We found that there was no difference in hormonal suppression after downregulation between the depot GnRH-a protocol and the long GnRH-a protocol. This finding is aligned with a previously published study demonstrating that rapid, profound, and sustained suppression of pituitary and ovarian function was achieved after Day 21 of administration by both protocols . However, differences were found in the time of resumption of pituitary activity, which takes place 7 days after the discontinuation of the daily form and approximately 2 months after discontinuation of the depot form . These findings suggest a more profound blockage of ovarian function and a more prolonged duration of action by depot GnRH-a administration. Three types of problems may be related to this point: possible detrimental effects on oocytes or embryos, possible unfavourable effects on the luteal phase, and possible teratogenic effects.
It is not clear whether oocytes or embryos are defective under the effects of long-acting GnRH-a in IVF cycles. In the process of downregulation, GnRH-a inhibits FSH and LH to different degrees, mainly inhibiting LH; therefore, there may be insufficient LH . LH plays two roles in the process of follicular development. In the early follicular stage, it stimulates theca cells to produce androgens; in the middle follicular stage, it stimulates granulosa cells to produce various cytokines to promote the growth of granulosa cells per se and then promote the maturation of oocytes. The LH level between the lowest threshold and the upper limit is called the LH window . Appropriate follicular development, maturation, and steroid synthesis require a minimum threshold level of LH, but the amount required is small; as long as 1% receptor is occupied, this is enough to maintain steroid synthesis. The lower limit of the LH threshold ranges between 0.5 and 1.2 mIU/mL . Consistent with previous reports, this study demonstrated that the serum LH level of the depot GnRH-a protocol on the Gn starting day was lower than that of the long GnRH-a protocol (0.88 ± 0.55 mIU/ml vs. 2.43 ± 1.40 mIU/ml, P < 0.001). In addition, a dynamic decrease in serum LH levels during the early to mid-follicular stage was suggested as an indicator of LH deficiency, causing a reduced live birth rate . A multicentre prospective randomized controlled trial (RCT) reported that the therapeutic benefit of exogenous LH at a daily dose of 75 IU is only observed when endogenous serum LH is below 1.2 mIU/ml . LH supplementation seems to have added value for pregnancy achievement in women with a poor ovarian response and in women more than 35 years of age employing the GnRH-a protocol , which was also confirmed in our cohort of normal responders. These observations highlight the importance of adding a small amount of LH to overcome LH deficiency to ensure oocyte quality and therefore embryo quality.

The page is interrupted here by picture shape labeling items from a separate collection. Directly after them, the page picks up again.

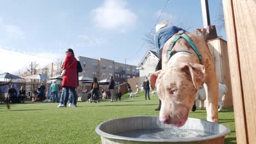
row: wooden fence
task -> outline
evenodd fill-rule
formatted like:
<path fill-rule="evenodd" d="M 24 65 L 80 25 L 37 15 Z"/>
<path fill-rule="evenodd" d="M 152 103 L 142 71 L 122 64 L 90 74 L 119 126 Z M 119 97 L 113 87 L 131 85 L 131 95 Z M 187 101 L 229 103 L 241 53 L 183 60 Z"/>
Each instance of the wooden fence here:
<path fill-rule="evenodd" d="M 223 1 L 237 143 L 256 142 L 256 3 Z"/>
<path fill-rule="evenodd" d="M 217 78 L 228 88 L 228 93 L 223 98 L 223 106 L 232 106 L 232 86 L 226 41 L 222 38 L 217 38 L 208 41 L 207 44 L 214 63 Z"/>

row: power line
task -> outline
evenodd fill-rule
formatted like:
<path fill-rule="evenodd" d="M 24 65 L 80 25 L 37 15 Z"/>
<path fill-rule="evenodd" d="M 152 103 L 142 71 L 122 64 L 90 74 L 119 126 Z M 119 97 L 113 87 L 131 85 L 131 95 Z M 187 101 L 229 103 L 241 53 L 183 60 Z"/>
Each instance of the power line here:
<path fill-rule="evenodd" d="M 166 7 L 166 5 L 167 4 L 167 3 L 169 2 L 169 1 L 170 0 L 167 0 L 167 2 L 166 2 L 166 3 L 165 4 L 165 7 L 164 7 L 164 8 L 162 9 L 162 11 L 161 11 L 161 13 L 159 15 L 159 16 L 158 17 L 158 19 L 156 20 L 156 21 L 155 21 L 155 24 L 154 25 L 154 26 L 152 27 L 152 28 L 151 29 L 151 31 L 150 31 L 150 32 L 149 33 L 149 34 L 148 34 L 148 37 L 149 37 L 149 35 L 152 33 L 152 32 L 154 29 L 154 28 L 155 28 L 155 26 L 156 26 L 156 24 L 158 22 L 158 21 L 159 20 L 161 16 L 162 15 L 162 14 L 164 13 L 164 10 L 165 9 L 165 8 Z M 141 47 L 138 49 L 138 50 L 136 52 L 136 53 L 138 53 L 139 51 L 141 51 L 141 49 L 142 49 L 142 47 L 143 47 L 143 46 L 145 45 L 146 44 L 146 41 L 144 41 L 143 44 L 142 44 L 142 45 L 141 46 Z"/>
<path fill-rule="evenodd" d="M 26 55 L 35 56 L 35 57 L 41 57 L 41 58 L 44 58 L 51 59 L 51 60 L 55 59 L 51 58 L 39 56 L 38 56 L 38 55 L 33 55 L 33 54 L 25 53 L 25 52 L 24 52 L 18 51 L 17 50 L 12 50 L 12 49 L 8 49 L 8 48 L 5 48 L 5 47 L 3 47 L 3 46 L 1 46 L 0 49 L 4 49 L 4 50 L 8 50 L 8 51 L 14 51 L 14 52 L 18 52 L 18 53 L 23 53 L 23 54 L 25 54 L 25 55 Z"/>

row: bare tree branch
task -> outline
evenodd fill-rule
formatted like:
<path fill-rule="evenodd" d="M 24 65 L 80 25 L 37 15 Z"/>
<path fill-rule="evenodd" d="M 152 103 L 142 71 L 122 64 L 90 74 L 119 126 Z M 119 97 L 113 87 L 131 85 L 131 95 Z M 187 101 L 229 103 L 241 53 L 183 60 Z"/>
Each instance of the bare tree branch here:
<path fill-rule="evenodd" d="M 220 31 L 222 29 L 225 29 L 225 20 L 223 14 L 223 5 L 222 4 L 222 1 L 219 2 L 219 13 L 217 20 L 215 20 L 215 22 L 217 23 L 217 28 L 218 31 Z"/>

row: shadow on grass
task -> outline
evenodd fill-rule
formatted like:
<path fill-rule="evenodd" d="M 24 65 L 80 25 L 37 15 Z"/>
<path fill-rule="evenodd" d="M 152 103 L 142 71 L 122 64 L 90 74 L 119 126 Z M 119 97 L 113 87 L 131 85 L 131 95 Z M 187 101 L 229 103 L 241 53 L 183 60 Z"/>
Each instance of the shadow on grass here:
<path fill-rule="evenodd" d="M 235 142 L 232 142 L 232 141 L 236 141 L 236 138 L 232 137 L 228 137 L 228 138 L 225 138 L 225 143 L 236 143 Z"/>
<path fill-rule="evenodd" d="M 30 109 L 30 110 L 12 110 L 11 107 L 10 108 L 9 110 L 7 110 L 5 111 L 37 111 L 37 110 L 43 110 L 44 109 Z"/>
<path fill-rule="evenodd" d="M 234 119 L 219 119 L 218 120 L 220 123 L 235 122 Z"/>
<path fill-rule="evenodd" d="M 146 104 L 146 105 L 99 105 L 99 107 L 104 106 L 135 106 L 135 105 L 157 105 L 156 104 Z"/>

Our observation is in agreement with the results obtained in previous studies, which showed that the E2 level of the depot protocol on the hCG trigger day was lower than that of the long protocol [13, 27]. An experiment on human cumulus cells (CC) indicated that serum E2 levels on the day of hCG administration are negatively correlated with luteinizing hormone and human chorionic gonadotrophin receptor (LH/hCGR) expression . It has been shown that high LH/hCGR gene expression intensity is positively correlated with expanded CC morphology and oocyte maturation . It was further proven in trophoblast cell spheroid/endometrial cell coculture experiments that excessive serum oestradiol levels following COS leads to changed steroid receptor expression , enhanced endometrial glandular cell apoptosis, and an altered implantation window , eventually leading to impaired endometrial receptivity and adverse reproductive outcomes. The above results confirm that relatively lower E2 levels after COS may result in good oocyte quality and are conducive to embryo implantation. As expected, we found that the blastocyst formation rate was significantly increased in the depot protocol compared with the long protocol (65.37 ± 41.22% vs. 56.19 ± 42.66%, respectively, P < 0.001), which has not been reported in previous reports; moreover, we did not identify the underlying molecular mechanism(s) linking the observed E2 level to embryo quality itself in a cause-and-effect relationship. Therefore, embryo quality should certainly still deserve full attention in our appraisal of depot GnRH-a downregulation linked to an increased pregnancy rate.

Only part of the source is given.